Monday, March 07, 2016

Why I am sick of Evaluation Questions!

[Beginning of rant] Evaluation questions are are a cop out, and not only that, they are an expensive cop out. Donors commissioning evaluations should not be posing lists of sundry open ended questions about how their funded activities are working and or having an impact.

They should have at least some idea of what is working (or not) and they should be able to  articulate these ideas. Not only that, they should be willing, and even obliged, to use evaluations to test those claims. These guys are spending public monies, and the public hopefully expects that they have some idea about what they are doing i.e. what works. [voice of inner skeptic: they are constantly rotated through different jobs, so probably don't have much idea about what is working, at all]

If open ended evaluation questions were replaced by specific claims or hypotheses then evaluation efforts could be much more focused and in-depth, rather than broad ranging and shallow. And then we might have some progress in the accumulation of knowledge about what works.

The use of swathes of open ended evaluation questions also relates to the subject of institutional memory about what has worked in the past. The use of open ended questions suggests little has been retained from the past, OR is now deemed to be of any value. Alas and alack, all is lost, either way [end of rant]

Background: I am reviewing yet another inception report, which includes a lot of discussion about how evaluation questions will be developed. Some example questions being considered:
How can we value ecosystem goods and services and biodiversity?  

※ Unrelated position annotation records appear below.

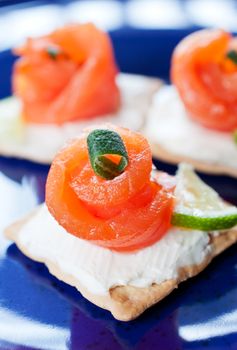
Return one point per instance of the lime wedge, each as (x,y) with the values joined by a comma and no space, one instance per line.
(11,125)
(198,206)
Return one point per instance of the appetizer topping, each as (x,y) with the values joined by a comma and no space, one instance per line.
(206,78)
(232,55)
(108,155)
(125,213)
(198,206)
(53,52)
(67,75)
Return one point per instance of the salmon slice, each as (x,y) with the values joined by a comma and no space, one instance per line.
(127,213)
(206,78)
(67,75)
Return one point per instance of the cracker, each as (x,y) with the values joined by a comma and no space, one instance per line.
(128,302)
(160,153)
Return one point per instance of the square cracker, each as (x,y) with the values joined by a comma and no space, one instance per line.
(128,302)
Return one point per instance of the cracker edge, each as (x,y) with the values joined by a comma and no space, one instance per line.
(160,153)
(127,302)
(155,82)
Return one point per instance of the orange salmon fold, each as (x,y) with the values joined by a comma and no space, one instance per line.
(206,78)
(127,213)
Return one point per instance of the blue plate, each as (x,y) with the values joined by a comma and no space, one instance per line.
(39,312)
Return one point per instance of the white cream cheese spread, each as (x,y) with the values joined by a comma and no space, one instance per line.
(41,142)
(170,126)
(99,269)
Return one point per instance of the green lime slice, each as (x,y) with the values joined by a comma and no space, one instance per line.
(198,206)
(102,143)
(11,125)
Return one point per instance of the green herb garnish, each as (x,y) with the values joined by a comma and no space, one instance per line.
(53,52)
(102,143)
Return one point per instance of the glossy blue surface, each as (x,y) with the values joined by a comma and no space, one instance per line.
(39,312)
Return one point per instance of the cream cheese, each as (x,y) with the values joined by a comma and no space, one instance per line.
(170,126)
(41,142)
(99,269)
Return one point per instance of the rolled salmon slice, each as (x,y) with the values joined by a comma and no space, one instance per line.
(67,75)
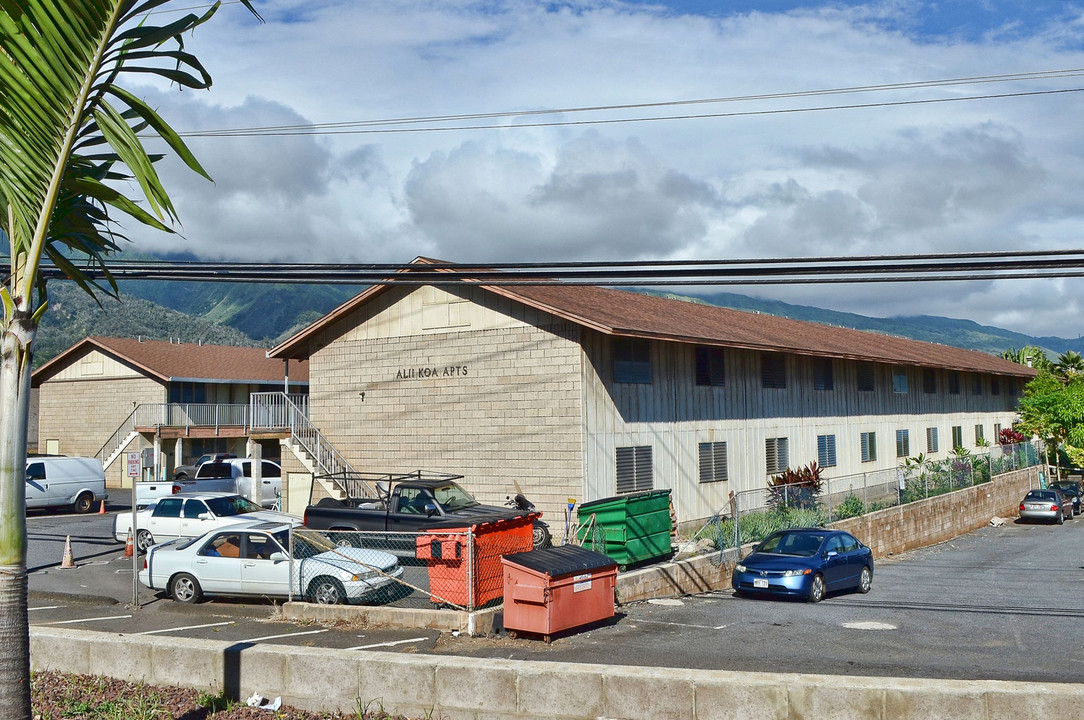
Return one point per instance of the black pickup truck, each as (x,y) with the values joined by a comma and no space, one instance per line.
(411,502)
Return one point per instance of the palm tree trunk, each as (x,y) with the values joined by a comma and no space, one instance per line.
(15,367)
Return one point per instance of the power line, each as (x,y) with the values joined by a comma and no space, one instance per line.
(382,126)
(866,269)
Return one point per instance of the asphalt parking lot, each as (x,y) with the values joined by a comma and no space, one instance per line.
(1001,603)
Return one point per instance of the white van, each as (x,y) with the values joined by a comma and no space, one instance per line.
(235,475)
(55,481)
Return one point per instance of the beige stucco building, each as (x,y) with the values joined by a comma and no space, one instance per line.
(584,393)
(105,396)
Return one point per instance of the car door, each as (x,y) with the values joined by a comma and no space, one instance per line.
(855,558)
(271,483)
(835,563)
(218,564)
(259,574)
(36,485)
(192,525)
(165,522)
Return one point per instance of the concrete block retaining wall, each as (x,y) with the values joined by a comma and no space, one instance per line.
(473,689)
(887,531)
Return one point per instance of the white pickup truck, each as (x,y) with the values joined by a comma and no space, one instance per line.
(230,475)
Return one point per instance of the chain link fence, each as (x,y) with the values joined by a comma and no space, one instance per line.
(752,515)
(457,568)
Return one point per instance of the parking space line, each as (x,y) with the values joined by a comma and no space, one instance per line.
(389,644)
(285,634)
(89,619)
(189,627)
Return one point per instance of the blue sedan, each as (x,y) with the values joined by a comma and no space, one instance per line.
(805,563)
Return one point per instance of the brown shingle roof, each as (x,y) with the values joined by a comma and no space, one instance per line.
(183,361)
(626,313)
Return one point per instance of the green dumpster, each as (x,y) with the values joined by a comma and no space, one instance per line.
(630,529)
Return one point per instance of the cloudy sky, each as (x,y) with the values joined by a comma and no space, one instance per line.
(750,182)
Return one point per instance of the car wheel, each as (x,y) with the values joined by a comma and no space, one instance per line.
(326,591)
(865,580)
(143,540)
(84,503)
(816,589)
(540,537)
(185,589)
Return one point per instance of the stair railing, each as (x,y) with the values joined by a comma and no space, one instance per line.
(280,411)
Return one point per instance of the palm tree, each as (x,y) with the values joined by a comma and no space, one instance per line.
(68,133)
(1070,363)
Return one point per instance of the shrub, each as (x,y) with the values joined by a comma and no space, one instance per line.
(795,489)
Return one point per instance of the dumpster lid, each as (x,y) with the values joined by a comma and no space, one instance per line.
(621,499)
(562,560)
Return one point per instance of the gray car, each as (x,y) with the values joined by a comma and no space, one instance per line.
(1048,504)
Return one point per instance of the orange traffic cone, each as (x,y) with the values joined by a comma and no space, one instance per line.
(67,561)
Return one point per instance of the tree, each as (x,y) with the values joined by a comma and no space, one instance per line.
(1029,355)
(1070,363)
(1053,408)
(69,133)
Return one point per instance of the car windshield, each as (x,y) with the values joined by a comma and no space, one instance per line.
(453,497)
(804,544)
(231,505)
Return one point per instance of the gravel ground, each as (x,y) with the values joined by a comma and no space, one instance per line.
(56,696)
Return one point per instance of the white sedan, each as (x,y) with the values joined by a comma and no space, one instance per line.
(252,558)
(190,515)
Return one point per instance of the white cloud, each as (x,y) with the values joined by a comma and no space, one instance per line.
(949,177)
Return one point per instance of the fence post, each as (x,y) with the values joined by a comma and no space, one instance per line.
(470,555)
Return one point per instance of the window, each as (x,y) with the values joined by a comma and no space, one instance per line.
(866,377)
(633,468)
(710,369)
(776,453)
(899,380)
(953,383)
(929,381)
(823,376)
(826,450)
(188,393)
(868,447)
(632,360)
(902,444)
(773,370)
(713,462)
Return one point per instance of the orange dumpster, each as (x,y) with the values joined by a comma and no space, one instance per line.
(546,591)
(449,558)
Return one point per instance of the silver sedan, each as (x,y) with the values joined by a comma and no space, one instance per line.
(1048,504)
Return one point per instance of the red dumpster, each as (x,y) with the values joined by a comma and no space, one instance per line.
(546,591)
(446,553)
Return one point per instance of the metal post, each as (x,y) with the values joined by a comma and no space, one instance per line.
(470,554)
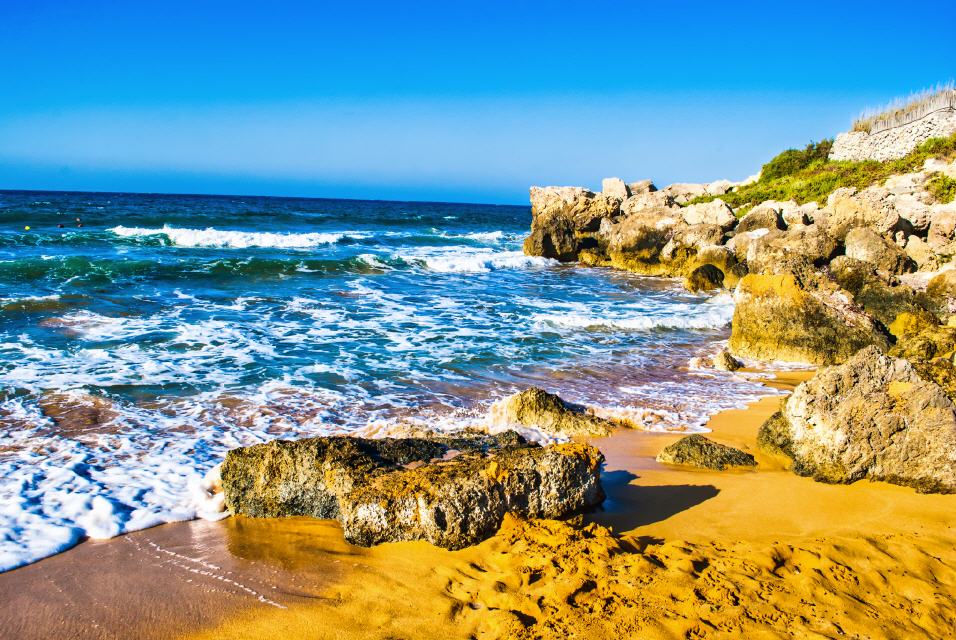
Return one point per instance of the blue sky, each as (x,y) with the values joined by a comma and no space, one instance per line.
(467,101)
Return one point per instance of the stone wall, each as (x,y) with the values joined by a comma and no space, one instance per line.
(896,142)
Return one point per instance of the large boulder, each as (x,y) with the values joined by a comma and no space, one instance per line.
(882,296)
(784,251)
(564,219)
(450,491)
(463,501)
(698,451)
(547,413)
(872,417)
(869,246)
(777,317)
(715,212)
(848,208)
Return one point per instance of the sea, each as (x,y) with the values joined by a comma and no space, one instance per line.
(142,336)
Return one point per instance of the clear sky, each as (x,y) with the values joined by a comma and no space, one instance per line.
(455,101)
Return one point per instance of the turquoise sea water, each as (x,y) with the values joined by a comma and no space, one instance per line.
(167,329)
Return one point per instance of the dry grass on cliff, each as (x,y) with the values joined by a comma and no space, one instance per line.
(905,110)
(816,179)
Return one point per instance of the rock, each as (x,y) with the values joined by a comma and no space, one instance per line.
(698,451)
(308,477)
(868,246)
(724,361)
(941,237)
(452,492)
(641,186)
(647,200)
(920,253)
(760,217)
(75,413)
(872,417)
(636,242)
(715,212)
(792,250)
(882,296)
(704,278)
(562,219)
(614,188)
(719,187)
(684,192)
(776,318)
(848,208)
(464,501)
(548,413)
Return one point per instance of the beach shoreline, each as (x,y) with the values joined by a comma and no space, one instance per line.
(673,544)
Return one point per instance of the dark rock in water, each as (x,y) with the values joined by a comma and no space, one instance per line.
(463,501)
(698,451)
(782,317)
(537,408)
(308,477)
(451,491)
(705,278)
(875,417)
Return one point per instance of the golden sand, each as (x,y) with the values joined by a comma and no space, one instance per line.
(677,553)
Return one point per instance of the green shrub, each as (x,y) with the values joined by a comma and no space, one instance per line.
(942,187)
(793,160)
(819,177)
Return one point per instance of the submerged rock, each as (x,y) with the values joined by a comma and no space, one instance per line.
(698,451)
(778,318)
(547,412)
(873,417)
(451,491)
(724,361)
(704,278)
(458,503)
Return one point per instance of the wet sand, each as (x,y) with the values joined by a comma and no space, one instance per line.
(677,553)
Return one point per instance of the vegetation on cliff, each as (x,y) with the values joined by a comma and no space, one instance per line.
(806,175)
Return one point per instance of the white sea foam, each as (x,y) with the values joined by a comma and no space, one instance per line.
(216,238)
(713,314)
(469,260)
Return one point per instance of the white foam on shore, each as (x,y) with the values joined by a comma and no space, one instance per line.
(712,314)
(215,238)
(471,260)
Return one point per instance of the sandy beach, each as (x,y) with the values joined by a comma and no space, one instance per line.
(676,553)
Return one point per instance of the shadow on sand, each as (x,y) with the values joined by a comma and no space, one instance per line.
(629,506)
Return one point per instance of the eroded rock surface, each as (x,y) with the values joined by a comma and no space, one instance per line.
(548,413)
(451,491)
(876,417)
(698,451)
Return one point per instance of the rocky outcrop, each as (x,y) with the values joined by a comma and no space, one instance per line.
(548,413)
(451,491)
(698,451)
(716,212)
(872,417)
(881,295)
(724,361)
(780,317)
(894,142)
(564,220)
(867,245)
(458,503)
(793,250)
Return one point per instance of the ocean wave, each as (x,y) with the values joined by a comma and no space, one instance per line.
(716,313)
(216,238)
(463,260)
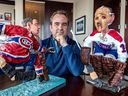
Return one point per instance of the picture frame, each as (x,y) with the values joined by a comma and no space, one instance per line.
(8,16)
(80,25)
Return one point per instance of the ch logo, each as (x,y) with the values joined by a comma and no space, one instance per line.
(25,42)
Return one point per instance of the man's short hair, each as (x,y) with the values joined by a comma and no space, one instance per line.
(26,20)
(61,12)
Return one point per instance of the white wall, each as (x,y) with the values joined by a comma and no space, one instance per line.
(18,12)
(81,8)
(7,8)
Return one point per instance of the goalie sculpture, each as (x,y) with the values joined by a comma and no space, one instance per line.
(109,51)
(15,46)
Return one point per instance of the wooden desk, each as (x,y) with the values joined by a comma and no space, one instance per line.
(76,86)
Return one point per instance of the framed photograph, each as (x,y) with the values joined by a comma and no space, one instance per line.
(7,16)
(80,25)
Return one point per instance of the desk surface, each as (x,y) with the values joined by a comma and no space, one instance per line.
(33,87)
(75,86)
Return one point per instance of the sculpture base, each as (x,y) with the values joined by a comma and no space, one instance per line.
(105,87)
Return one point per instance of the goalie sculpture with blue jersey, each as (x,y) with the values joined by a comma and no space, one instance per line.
(108,50)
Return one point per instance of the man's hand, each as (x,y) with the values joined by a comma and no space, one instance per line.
(61,40)
(98,82)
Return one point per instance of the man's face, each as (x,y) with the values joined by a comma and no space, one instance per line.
(35,27)
(59,25)
(102,18)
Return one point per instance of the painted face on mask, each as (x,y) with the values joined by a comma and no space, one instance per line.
(102,19)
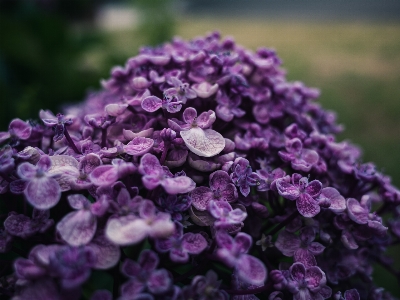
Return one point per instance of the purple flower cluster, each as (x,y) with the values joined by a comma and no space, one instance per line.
(197,172)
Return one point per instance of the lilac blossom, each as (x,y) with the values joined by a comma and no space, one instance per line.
(180,245)
(243,176)
(233,252)
(41,190)
(221,189)
(118,177)
(303,192)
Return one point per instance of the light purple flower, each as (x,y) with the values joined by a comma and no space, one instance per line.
(154,175)
(180,245)
(232,251)
(303,192)
(42,190)
(221,189)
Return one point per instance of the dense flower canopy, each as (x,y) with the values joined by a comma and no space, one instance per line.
(196,172)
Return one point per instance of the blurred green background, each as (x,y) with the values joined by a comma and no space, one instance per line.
(53,52)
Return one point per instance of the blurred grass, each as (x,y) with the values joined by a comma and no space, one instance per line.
(355,65)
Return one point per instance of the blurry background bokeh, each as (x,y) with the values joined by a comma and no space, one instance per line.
(52,52)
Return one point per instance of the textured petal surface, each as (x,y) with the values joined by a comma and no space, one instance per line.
(205,143)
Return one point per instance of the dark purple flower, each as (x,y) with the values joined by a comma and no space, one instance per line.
(154,175)
(180,245)
(243,176)
(232,251)
(303,192)
(221,189)
(23,226)
(302,247)
(144,276)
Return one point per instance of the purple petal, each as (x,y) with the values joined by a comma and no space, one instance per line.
(77,228)
(107,254)
(126,230)
(20,129)
(193,243)
(150,165)
(26,171)
(148,260)
(314,188)
(151,103)
(352,295)
(104,175)
(201,196)
(356,212)
(43,192)
(219,180)
(205,143)
(307,206)
(298,272)
(159,282)
(287,190)
(305,257)
(251,270)
(189,115)
(139,146)
(287,243)
(178,185)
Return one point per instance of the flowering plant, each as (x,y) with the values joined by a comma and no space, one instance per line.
(198,172)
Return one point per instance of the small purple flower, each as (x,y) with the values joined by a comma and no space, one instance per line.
(243,176)
(301,159)
(225,215)
(302,247)
(303,192)
(154,175)
(232,251)
(221,189)
(144,276)
(180,245)
(23,226)
(181,90)
(348,295)
(131,229)
(200,140)
(42,190)
(169,103)
(308,283)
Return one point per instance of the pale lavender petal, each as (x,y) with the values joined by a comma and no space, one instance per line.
(151,103)
(307,206)
(43,192)
(251,270)
(201,196)
(26,171)
(126,230)
(178,185)
(139,146)
(77,228)
(205,143)
(193,243)
(287,190)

How does capacity building for better climate risk management at the institutional level
translate into positive changes in resilience

What are the links between protected/improved livelihoods and the resilience of people and communities, and what are the limits to livelihood-based approaches to improving resilience?


  1. What a delightful rant, Rick!

    Tho perhaps you could have titled it 'Why I am sick of particular types of evaluation questions' or 'Why I am sick of particular types of evaluation commissioners'.

    The evaluations that I have done lately have commenced with the commissioners and me sitting down together to develop the evaluation protocol, including the eval questions. What a fantastic improvement over when I used to do evaluations for UN agencies in which I would have foisted on me pages (literally!) of evaluation questions, most of which were to do with largely meaningless minutiae that missed the mark.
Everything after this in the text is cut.